Roman boyunca yazarın İstanbul sevgisi sık sık dile geliyor. Aramızda yarım asır fark olmasına karşın, aşağıdaki bölüm benim çocukluk duygularımın bir fotoğrafı sanki:
“Leonis tatil bitip de yazlıktan ayrılacakları zaman hep ağlardı. Büyükada ya da Tarabya vapurunda yazlık evlerin sis içinde kaybolduğunu, büyük ve gri evlerin yaklaştığını görünce gözlerinden yaşlar akacağı herkes tarafından bilinirdi. Herkes bunu beklerdi, gözlerinin pınarlarından ilk damlalar süzülür süzülmez herkes gülmeye şakalaşmaya başlardı. Kendisi de yaptığının komik olduğunun farkında olduğu için, yarım ağızla gülümserdi, ama hıçkırıklarını da tutamazdı. Kıyılarda, kayıklarda, bahçelerde geçirdiği güzel, özgür günleri kaybetmiş olmanın acısı ve üzüntüsü içinde büyürdü.”
Sonuncu kitabı karım verdi, okumamak olmaz! Henüz yeni çıktı, halen tutuklu Çetin Doğan Paşa’nın eşinin anıları… Bir çırpıda okudum. İçtenlikle ve son derece yalın bir dille aktarmış Nilgül Doğan yaşadıklarını. Sadece son sıkıntılı dönemini değil, tüm özel yaşamını gözler önüne sermiş yazar. Kimi bölümler farklı bir gözden bir tür askerlik anısı adeta… Diyarbakır’da düzenledikleri, Ankara Opera ve Balesi’nin vereceği bir konser öncesi sopranonun akustik prova esnasında görevlilerden birinin “Abuuu! Garinin bi yeri mi acıdı ki bagrir?” diye feryat ettiği bölümde elimde olmaksızın kahkaha attım. Nitekim kitap okundukça kâh tebessüm ettiriyor, kâh güldürüyor, ama çoğu kez de düşündürtüyor. An geliyor, ‘yok artık, bu kadarı da olamaz!’ diyesi geliyor insanın. Kitabın adı, ‘Adını Siz Koyun’3.

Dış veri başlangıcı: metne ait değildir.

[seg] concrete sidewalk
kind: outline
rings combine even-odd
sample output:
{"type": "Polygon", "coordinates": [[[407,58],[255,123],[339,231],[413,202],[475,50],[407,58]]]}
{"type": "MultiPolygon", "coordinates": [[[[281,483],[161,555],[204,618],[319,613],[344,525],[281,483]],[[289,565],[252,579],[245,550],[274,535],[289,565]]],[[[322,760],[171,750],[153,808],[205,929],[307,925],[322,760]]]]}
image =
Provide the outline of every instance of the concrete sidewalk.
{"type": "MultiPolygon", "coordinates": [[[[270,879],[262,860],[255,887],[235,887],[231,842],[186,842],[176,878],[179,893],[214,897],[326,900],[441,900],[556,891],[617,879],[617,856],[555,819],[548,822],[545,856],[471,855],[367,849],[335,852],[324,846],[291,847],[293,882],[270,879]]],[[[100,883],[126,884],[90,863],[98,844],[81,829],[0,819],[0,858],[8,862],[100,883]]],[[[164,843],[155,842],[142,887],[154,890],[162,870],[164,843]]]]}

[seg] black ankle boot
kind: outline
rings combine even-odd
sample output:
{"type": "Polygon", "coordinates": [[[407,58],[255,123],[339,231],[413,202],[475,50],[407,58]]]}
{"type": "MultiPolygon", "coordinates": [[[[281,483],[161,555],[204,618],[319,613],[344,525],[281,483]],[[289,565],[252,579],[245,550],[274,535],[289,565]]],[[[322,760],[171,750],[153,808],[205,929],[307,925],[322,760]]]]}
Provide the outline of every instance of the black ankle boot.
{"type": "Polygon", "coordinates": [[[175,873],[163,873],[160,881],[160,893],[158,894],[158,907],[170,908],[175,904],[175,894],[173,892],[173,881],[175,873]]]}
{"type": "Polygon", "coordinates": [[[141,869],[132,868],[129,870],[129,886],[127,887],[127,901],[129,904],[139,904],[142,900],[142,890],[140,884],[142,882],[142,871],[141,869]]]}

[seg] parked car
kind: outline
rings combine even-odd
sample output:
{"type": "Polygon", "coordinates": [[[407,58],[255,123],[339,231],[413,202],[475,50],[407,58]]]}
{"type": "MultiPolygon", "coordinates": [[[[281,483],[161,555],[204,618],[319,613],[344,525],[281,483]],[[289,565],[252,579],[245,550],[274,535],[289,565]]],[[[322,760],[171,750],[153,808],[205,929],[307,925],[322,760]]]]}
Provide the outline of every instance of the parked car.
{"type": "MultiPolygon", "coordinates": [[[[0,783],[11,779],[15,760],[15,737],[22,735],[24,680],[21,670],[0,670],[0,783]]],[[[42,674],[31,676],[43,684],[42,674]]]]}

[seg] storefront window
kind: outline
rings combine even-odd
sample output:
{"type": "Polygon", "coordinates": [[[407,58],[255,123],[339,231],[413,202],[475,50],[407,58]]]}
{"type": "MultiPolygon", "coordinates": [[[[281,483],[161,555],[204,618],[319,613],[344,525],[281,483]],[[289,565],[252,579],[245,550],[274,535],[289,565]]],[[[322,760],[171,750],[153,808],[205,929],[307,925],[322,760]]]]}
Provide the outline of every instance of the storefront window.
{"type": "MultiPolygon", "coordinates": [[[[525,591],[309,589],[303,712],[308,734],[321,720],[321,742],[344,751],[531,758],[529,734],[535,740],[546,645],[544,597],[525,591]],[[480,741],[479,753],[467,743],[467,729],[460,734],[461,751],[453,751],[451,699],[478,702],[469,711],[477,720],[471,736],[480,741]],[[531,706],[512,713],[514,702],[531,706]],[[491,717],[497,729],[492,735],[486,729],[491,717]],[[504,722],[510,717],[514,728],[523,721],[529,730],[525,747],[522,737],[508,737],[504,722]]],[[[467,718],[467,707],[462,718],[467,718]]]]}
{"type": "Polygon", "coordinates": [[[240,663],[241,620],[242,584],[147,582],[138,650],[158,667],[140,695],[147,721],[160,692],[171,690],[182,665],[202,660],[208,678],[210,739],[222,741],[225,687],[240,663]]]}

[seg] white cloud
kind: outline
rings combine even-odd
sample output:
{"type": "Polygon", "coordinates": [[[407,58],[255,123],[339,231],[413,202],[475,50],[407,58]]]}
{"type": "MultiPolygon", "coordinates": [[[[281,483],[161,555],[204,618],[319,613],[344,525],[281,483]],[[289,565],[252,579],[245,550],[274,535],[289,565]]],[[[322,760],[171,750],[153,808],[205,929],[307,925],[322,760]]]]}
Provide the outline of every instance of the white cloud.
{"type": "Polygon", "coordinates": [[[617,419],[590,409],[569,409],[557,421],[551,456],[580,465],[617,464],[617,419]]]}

Her üç kitabın ortak bir paydası olabilir mi diye düşündüm ve sanırım buldum: Sevgi!
Nilgül Doğan sayfalar boyunca kocasına olan tutkulu sevgisini anlatıyor. Bu sevgi ona güç veriyor, ayakta tutuyor, direnmesini sağlıyor. Ama bence en önemlisi, bu sevgi ona umut aşılıyor. Leonis’teki sevgi romantik ve duygusal; içinde bolca özlem barındırıyor. Vatansız’da ise Jean Kéhayan’ın tespiti sanki her şeyi özetliyor: Sevgi nefretten güçlü olunca, gerçek yalandan daha birleştirici olur.